Confundiam-me sempre com a Amália. Era um bocado desagradável porque queria era ficar sossegada e tinha gente a olhar para mim. Apostavam se era a Amália ou não. Até me escondi, quando ela fez as "Capas Negras".

Gostava de ter tido a fama da sua irmã?

Não. Nem ela. A Amália não ligava nenhuma a isso. A fama é uma coisa muito pesada. Arranjam-se famas horrorosas. Cantar não tem nada a ver com fama.

A sua irmã entrou em vários filmes. O cinema nunca a atraiu?

Tive vários convites, mas nunca quis. "O Pátio das Cantigas" foi feito para a Amália e para mim. Como ela não quis, eu também não. Depois de velha é que entrei no "Xavier" [de Manuel Mozos, 1992]. Pensei: "Agora quero lá saber".

Mas entrou numa revista no Brasil?

Sim, em 1945. Diziam que tinha muita habilidade, mas quando a companhia veio para Portugal, desisti. Lá estava à vontade, até mostrava as pernas. Aqui não.

Teve uma casa de fados, A Viela.

Durante quatro anos. Era uma escrava. Mas ser escrava? Só do amor. Não tinha jeito para o negócio. Dizia às pessoas: "Ai, não beba mais que faz mal". Mas tive uma casa sensacional, com o melhor ambiente em Lisboa. Fui a única a conseguir ter o [Alfredo] Marceneiro a cantar fixo durante anos.

Com o 25 de Abril tudo mudou?

Achavam que era fascismo... Foi mau, porque não havia trabalho. Tive de ir seis meses para os EUA, porque a casa onde cantava fechou e não tinha coragem de ir pedir trabalho. Não era agradável estar longe das minhas filhas, mas aguentei.
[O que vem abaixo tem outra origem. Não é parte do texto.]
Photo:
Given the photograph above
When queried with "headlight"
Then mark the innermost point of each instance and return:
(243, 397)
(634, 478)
Cantar no estrangeiro é diferente?

Lá não tenho nervos. Não está lá nenhuma fadista melhor que eu. Uma vez, no Luxemburgo estava a cantar coisas alegres e não segurava o público. Até que encostei a cabeça à parede e mandei cantar um fado mais triste. Quando acabei estava uma senhora a chorar. Ela disse-me: "Não percebi nada, mas é lindo."
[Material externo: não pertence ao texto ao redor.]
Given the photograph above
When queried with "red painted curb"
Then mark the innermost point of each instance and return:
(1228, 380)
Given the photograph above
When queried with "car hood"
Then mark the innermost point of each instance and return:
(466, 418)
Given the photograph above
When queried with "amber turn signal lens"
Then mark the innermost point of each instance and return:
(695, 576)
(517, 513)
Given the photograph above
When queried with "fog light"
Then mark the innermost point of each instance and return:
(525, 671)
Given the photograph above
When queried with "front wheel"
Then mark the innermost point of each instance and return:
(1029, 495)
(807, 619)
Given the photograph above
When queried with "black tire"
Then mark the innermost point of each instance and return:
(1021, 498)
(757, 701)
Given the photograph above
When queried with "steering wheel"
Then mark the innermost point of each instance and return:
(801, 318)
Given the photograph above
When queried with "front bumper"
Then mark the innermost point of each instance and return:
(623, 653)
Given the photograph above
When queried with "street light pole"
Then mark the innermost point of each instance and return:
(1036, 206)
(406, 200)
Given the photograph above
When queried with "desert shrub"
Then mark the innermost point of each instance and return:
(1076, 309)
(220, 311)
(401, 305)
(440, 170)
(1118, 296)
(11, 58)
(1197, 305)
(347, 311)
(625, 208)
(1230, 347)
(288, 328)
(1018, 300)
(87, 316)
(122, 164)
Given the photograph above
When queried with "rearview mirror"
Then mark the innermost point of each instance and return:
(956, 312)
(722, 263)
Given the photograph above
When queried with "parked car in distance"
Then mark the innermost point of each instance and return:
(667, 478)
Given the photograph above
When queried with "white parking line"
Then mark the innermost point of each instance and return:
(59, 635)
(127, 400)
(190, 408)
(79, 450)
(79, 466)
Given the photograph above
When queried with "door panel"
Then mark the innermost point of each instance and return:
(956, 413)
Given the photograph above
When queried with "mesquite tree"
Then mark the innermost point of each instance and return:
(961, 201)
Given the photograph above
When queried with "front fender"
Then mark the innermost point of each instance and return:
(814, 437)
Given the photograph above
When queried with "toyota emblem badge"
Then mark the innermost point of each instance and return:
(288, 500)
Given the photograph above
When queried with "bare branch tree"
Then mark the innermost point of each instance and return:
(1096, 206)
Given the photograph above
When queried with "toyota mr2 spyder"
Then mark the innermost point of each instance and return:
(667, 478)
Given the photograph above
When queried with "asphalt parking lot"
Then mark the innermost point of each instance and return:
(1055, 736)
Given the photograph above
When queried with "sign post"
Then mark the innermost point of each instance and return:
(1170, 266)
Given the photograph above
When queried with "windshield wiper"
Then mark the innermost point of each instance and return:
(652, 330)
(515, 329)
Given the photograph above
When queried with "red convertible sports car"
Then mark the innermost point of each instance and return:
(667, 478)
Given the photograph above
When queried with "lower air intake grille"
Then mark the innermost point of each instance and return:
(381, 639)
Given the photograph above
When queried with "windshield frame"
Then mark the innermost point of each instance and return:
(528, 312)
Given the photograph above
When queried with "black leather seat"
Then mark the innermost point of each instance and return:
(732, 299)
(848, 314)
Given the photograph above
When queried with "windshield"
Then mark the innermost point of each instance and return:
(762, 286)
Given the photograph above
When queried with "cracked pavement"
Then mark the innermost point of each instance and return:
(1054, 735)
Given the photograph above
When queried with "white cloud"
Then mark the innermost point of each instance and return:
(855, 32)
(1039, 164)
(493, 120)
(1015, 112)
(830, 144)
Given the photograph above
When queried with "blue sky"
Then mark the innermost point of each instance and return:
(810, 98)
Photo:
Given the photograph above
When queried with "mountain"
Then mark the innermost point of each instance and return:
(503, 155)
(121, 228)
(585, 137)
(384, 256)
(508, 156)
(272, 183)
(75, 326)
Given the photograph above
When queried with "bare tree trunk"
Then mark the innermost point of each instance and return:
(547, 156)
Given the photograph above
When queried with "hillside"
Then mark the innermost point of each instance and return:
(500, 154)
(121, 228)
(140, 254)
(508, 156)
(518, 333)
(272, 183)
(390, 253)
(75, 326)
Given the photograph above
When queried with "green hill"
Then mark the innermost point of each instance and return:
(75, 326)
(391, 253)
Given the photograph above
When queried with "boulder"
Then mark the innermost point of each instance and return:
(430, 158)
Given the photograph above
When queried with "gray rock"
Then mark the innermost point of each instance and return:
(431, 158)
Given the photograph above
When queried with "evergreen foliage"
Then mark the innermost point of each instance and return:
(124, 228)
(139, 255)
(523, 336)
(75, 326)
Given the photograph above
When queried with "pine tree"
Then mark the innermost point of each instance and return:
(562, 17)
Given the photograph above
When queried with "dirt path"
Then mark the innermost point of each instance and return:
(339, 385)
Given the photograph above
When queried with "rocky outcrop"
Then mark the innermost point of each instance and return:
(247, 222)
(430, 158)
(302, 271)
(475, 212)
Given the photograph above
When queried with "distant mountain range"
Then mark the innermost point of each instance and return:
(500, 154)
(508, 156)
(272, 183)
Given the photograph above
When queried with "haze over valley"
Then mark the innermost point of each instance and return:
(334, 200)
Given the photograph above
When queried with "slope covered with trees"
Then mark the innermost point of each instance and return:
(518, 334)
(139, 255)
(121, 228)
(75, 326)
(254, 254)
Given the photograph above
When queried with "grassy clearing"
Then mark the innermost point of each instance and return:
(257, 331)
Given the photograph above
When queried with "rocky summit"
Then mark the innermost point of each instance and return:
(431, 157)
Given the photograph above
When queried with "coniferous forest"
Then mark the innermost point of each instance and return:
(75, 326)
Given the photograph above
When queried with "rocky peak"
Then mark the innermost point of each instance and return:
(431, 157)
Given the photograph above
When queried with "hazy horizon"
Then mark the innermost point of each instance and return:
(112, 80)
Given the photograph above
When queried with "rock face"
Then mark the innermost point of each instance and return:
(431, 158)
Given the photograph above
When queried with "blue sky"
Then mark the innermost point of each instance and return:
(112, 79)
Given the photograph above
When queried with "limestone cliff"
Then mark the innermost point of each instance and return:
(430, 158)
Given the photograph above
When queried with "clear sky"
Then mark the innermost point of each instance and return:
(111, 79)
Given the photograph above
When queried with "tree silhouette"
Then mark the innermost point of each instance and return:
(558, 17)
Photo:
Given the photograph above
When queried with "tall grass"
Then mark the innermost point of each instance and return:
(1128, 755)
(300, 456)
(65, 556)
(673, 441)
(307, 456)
Tem manias enquanto canta?

Se não agarrar o xaile, a minha voz não sai da mesma maneira. Torço-o e a voz sai com mais força.

Em 2008 estreou "Amália". O que achou do filme?

É um horror. Nada daquilo é verdade. Põem-na como uma pateta. Dizem que é ficção, mas com os nossos nomes.

A sua vida seria diferente sem Amália?

Claro, éramos unha com carne. Não precisávamos de falar para nos entendermos. Seria diferente nesse aspecto, na parte artística não.

No fado não houve ninguém como ela?

Não houve nem nunca vai haver. Ela tinha humildade, gosto, sensibilidade e simpatia. Ela crescia no palco, além dos saltos altos. Lembro-me de uma vez ela cantar a "Gaivota" tão bem que lhe disse: "Cala-te que me estás a fazer doer com essa música."